Arizona blaze rages on as 19 dead firefighters are named
A deadly wildfire raging in Arizona remains uncontained, as the 19 elite firefighters killed by the blaze were identified and mourned.
The bodies of the men, aged 21-43, received an honour guard on Monday as they were brought to Phoenix for post-mortem examinations.
President Barack Obama, on a visit to Africa, called the Arizona governor to offer condolences.
It is the highest death toll for a fire crew in a single incident since 9/11.
The firefighters, who died on Sunday, were part of a unit called the Granite Mountain Hotshots, and had battled other wildfires in New Mexico and Arizona in recent weeks, officials say.
Fourteen of the deceased crewmen were in their 20s and many were described as family men.
One victim, 25-year-old Billy Warneke, had been expecting his first child with his wife, his grandmother told the Associated Press news agency.
Chris MacKenzie, 30, and Kevin Woyjeck, 21, had followed in their fathers' footsteps to become firefighters.
"They were dedicated, hard-working people," Prescott Fire Chief Dan Fraijo said of his team members.
"I never heard them complain. They always seemed to be playing pranks on each other and a few on me. And I had a great deal of respect for them."
The firefighters reportedly covered themselves in foil-lined, heat-resistant tarpaulins in a last-gasp effort to save themselves - but to no avail.
Only one member of the hotshots team survived - he was reportedly moving the unit's truck at the time of the tragedy, which unfolded 80 miles (130km) north-west of Phoenix.

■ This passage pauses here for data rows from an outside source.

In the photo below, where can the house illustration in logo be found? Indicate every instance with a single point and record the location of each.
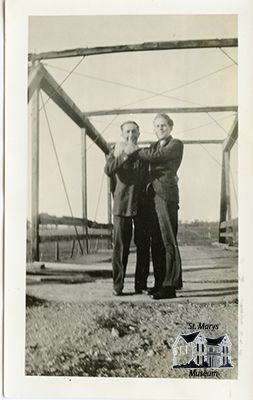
(194, 350)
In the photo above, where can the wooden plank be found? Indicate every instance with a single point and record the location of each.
(35, 176)
(155, 110)
(68, 237)
(226, 234)
(149, 46)
(200, 141)
(46, 219)
(60, 97)
(232, 136)
(35, 75)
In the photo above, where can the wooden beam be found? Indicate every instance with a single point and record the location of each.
(149, 46)
(200, 141)
(232, 136)
(35, 75)
(155, 110)
(60, 97)
(35, 176)
(71, 237)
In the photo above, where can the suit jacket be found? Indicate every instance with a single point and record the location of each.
(130, 181)
(164, 163)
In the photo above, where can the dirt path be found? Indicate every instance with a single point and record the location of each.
(75, 327)
(209, 275)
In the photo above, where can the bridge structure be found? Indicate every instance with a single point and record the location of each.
(39, 79)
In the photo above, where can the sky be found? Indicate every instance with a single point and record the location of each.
(199, 77)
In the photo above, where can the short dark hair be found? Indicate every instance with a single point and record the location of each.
(129, 122)
(168, 119)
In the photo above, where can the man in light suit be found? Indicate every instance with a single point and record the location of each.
(164, 157)
(129, 208)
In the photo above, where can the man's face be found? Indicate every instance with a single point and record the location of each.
(130, 133)
(161, 128)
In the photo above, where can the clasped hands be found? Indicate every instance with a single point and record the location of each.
(130, 148)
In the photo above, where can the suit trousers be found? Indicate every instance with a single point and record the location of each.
(163, 232)
(122, 229)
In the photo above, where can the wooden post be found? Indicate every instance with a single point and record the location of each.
(84, 186)
(109, 209)
(225, 205)
(57, 250)
(35, 175)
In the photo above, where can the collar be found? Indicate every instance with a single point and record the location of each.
(163, 142)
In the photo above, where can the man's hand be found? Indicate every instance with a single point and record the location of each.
(130, 148)
(119, 148)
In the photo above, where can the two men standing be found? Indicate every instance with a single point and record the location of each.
(154, 191)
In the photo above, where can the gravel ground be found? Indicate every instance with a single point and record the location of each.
(118, 339)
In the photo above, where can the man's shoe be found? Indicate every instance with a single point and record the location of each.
(138, 291)
(153, 290)
(117, 293)
(165, 293)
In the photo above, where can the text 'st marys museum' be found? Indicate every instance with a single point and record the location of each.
(194, 350)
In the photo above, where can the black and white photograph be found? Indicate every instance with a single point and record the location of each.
(132, 231)
(130, 208)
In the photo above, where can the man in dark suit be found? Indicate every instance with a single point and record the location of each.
(164, 157)
(129, 207)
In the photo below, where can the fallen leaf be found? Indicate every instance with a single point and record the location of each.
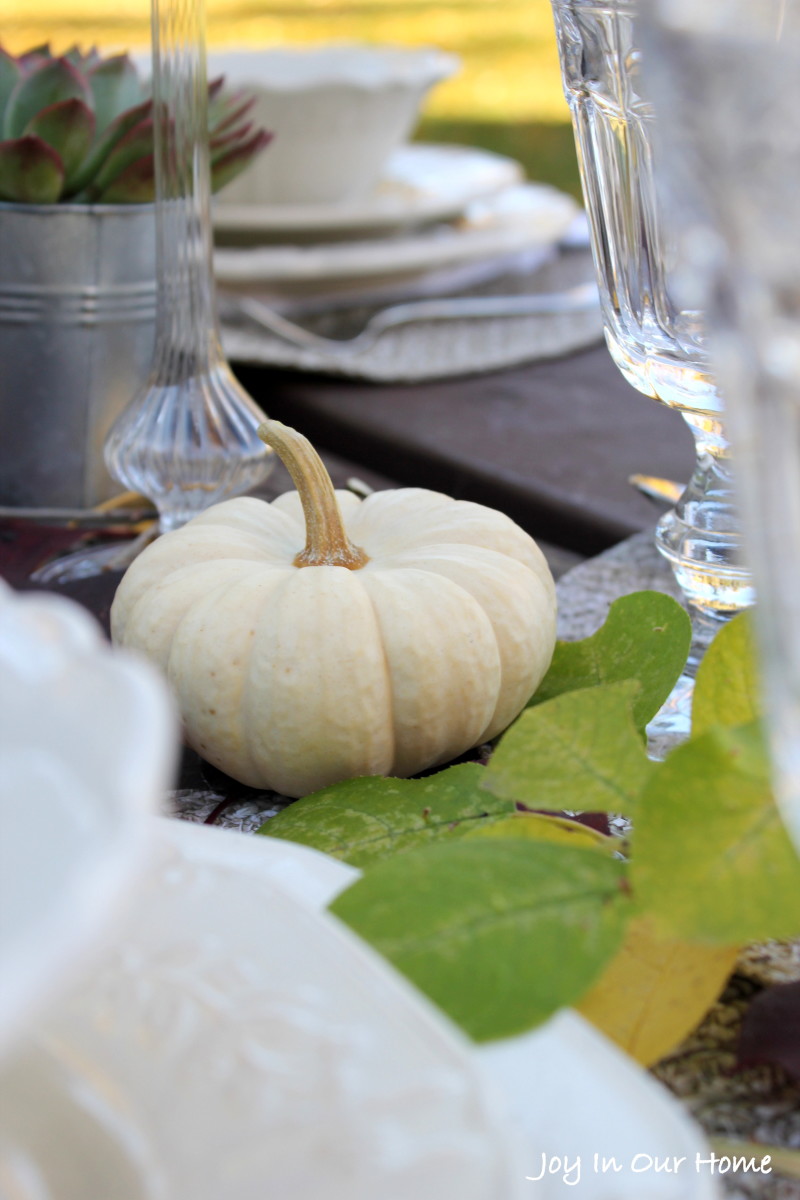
(727, 690)
(770, 1031)
(498, 933)
(365, 820)
(710, 858)
(579, 751)
(656, 990)
(645, 637)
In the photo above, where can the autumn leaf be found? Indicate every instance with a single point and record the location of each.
(656, 990)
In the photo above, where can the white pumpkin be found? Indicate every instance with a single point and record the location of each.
(410, 628)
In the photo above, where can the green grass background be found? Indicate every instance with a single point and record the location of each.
(506, 97)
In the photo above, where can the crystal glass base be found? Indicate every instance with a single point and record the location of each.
(679, 383)
(673, 721)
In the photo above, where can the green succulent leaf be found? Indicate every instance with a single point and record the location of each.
(106, 143)
(10, 76)
(47, 84)
(579, 751)
(710, 857)
(366, 820)
(477, 925)
(134, 185)
(30, 172)
(68, 127)
(726, 690)
(645, 637)
(134, 145)
(230, 161)
(115, 87)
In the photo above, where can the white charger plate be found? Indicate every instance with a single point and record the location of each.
(421, 183)
(241, 1043)
(521, 219)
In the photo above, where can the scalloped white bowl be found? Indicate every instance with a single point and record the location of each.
(337, 112)
(88, 741)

On Monday a line of white vans carried the bodies of the deceased firefighters to Phoenix, the largest city in the state, for post-mortem examinations.
The procession received an honour guard of police officers and firefighters, passing under an arch of flags hanging from the ladders of two trucks parked on either side of the road.

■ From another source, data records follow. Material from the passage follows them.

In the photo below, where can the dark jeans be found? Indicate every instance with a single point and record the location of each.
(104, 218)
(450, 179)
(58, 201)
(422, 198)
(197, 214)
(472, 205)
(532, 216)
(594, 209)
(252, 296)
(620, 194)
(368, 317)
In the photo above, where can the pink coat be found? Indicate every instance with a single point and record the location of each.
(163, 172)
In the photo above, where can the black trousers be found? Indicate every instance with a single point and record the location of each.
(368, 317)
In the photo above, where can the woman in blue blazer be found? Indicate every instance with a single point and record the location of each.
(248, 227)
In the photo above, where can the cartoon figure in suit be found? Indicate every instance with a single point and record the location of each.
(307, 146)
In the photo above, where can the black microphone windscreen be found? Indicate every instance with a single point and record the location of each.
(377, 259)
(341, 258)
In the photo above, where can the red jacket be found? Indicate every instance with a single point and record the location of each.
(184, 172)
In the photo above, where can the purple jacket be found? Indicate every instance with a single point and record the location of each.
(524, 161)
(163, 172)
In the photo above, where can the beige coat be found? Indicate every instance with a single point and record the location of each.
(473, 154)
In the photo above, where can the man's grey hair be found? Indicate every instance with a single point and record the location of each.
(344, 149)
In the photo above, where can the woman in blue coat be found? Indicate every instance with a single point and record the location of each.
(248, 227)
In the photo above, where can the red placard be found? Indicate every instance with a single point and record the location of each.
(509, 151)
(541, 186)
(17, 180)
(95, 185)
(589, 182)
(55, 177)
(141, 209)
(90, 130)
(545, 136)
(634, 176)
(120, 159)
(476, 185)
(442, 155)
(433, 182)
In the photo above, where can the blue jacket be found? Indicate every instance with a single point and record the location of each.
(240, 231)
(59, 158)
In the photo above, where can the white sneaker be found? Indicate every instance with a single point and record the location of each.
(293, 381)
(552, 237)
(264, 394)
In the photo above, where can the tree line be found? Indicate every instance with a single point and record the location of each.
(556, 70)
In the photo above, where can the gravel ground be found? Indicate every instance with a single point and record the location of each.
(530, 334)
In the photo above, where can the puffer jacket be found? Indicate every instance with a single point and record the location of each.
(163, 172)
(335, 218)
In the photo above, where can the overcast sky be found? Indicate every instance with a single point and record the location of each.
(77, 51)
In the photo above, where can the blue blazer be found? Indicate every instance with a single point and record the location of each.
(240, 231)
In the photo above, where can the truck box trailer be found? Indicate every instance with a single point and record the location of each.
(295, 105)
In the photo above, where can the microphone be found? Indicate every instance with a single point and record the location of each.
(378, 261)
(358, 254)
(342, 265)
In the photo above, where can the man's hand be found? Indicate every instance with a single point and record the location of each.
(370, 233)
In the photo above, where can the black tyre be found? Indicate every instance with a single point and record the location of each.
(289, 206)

Arizona Governor Jan Brewer has ordered flags in the state to be flown at half-mast, saying it was "as dark a day as I can remember".
"I know that it is unbearable for many of you, but it also is unbearable for me," she said, addressing residents and reporters in the town of Prescott, which has a population of about 40,000.
"I know the pain that everyone is trying to overcome and deal with today."
President Obama, who was visiting Tanzania on Monday, offered federal support to battle the blaze.
He said the incident would prompt a reassessment of how to handle large, destructive wildfires.
But as the town mourned, the wildfire continued to burn out of control.
About 200 additional firefighters have been brought to tackle the blaze, bringing the total force to about 400. They included other hotshot teams sent from around the US.
The fire was believed to have been sparked by lightning on Friday near the small mountain town of Yarnell.
The uncontained conflagration was said to have scorched some 8,400 acres (3,400 hectares) of land.
Scores of homes have been destroyed and two towns evacuated.
In recent days, dozens of people across western US states have been treated for exhaustion and dehydration, amid a heatwave.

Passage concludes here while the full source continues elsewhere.